- 14 African countries may incorporate China’s yuan in their foreign exchange reserves
- In 2017 total China-Africa trade was $170B
China took another step in growing its economic influence across Africa last week. Central bank and government officials from 14 Southern and Eastern African countries discussed the prospects of including China’s yuan in their foreign exchange reserves. What would such a move mean for these nations’ economies?
Why This Matters: Over the past nearly 20 years China’s influence on African economies has grown rapidly. From 2002 – 2003, trade between China and African nations totaled $17.5 billion, and increased to $170 billion in 2017. While this trade figure has grown dramatically, the U.S. dollar remains the primary currency in African countries’ foreign exchange reserves. This is despite the $55 billion in trade between the U.S. and African countries paling in comparison.

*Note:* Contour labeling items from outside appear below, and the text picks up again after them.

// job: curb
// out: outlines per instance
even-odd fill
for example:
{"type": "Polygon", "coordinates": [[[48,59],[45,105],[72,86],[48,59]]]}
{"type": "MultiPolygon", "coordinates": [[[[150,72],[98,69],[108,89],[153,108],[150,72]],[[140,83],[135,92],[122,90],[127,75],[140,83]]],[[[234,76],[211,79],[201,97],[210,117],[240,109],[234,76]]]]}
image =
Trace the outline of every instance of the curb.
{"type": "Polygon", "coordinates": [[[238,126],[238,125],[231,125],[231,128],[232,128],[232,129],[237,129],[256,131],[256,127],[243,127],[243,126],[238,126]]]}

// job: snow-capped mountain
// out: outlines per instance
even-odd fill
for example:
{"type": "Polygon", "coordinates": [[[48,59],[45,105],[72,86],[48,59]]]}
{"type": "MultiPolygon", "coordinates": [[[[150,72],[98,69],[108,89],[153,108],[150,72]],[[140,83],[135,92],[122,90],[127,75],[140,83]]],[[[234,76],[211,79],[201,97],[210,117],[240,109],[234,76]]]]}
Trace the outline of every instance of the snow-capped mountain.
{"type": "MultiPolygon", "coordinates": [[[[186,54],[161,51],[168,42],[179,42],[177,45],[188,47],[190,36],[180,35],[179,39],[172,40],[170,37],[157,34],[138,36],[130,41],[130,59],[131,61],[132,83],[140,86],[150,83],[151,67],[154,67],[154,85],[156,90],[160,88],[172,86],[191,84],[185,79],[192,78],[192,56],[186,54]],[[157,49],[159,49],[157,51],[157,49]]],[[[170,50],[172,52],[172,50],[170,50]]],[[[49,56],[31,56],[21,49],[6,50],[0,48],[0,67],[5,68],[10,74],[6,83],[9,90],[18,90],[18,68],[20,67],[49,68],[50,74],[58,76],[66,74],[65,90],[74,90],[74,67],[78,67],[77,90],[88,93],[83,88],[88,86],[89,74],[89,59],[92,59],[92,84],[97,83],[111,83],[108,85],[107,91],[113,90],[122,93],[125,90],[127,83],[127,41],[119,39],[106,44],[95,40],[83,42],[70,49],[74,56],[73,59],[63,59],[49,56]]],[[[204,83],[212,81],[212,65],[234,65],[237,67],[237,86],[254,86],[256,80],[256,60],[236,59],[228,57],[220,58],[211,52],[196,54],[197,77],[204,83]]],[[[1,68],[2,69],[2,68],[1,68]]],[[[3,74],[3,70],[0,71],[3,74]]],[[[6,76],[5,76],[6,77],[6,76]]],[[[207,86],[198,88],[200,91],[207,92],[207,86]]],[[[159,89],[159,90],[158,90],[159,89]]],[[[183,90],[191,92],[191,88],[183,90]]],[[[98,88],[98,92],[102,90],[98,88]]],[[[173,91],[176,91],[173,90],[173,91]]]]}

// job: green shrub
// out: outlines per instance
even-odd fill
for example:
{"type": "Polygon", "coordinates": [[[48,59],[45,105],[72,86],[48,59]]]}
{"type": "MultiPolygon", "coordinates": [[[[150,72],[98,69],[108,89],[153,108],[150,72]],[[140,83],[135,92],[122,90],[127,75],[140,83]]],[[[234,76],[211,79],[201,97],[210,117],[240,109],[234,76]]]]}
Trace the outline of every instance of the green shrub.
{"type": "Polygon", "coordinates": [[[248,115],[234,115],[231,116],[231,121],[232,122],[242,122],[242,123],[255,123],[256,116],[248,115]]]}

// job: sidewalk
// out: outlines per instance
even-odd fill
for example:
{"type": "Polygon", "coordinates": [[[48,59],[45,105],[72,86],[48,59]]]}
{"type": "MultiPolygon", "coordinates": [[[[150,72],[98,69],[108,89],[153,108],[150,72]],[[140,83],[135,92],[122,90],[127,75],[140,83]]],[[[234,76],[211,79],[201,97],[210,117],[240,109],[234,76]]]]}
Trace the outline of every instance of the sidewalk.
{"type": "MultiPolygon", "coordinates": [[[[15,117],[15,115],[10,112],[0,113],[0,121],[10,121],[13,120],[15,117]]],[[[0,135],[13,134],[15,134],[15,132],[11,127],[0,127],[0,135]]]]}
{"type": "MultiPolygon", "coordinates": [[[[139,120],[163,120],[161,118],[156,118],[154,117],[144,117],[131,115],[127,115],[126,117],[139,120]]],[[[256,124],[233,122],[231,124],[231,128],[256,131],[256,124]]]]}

The U.S. dollar has been the primary foreign exchange currency for much of the world because of its relative stability. The scale at which China is trading with and lending to African nations creates more incentive for them to hold yuan in their reserves. This reduces the friction of trade and makes it easier to repay loans. Countries would not have to convert their currencies into the dollar before then converting transactions into yuan. This paves the way for trade flows between China and African nations to continue their growth.
Situational Awareness: The 14 nations engaging in these discussions are following Nigeria’s lead. The country began including the yuan in its foreign exchange reserves in 2011. At that time the Central Bank of Nigeria allocated 10% of its foreign exchange reserves to the yuan. Last month, China and Nigeria signed an agreement for the country to include $2.5 billion in yuan as part of its foreign exchange reserves.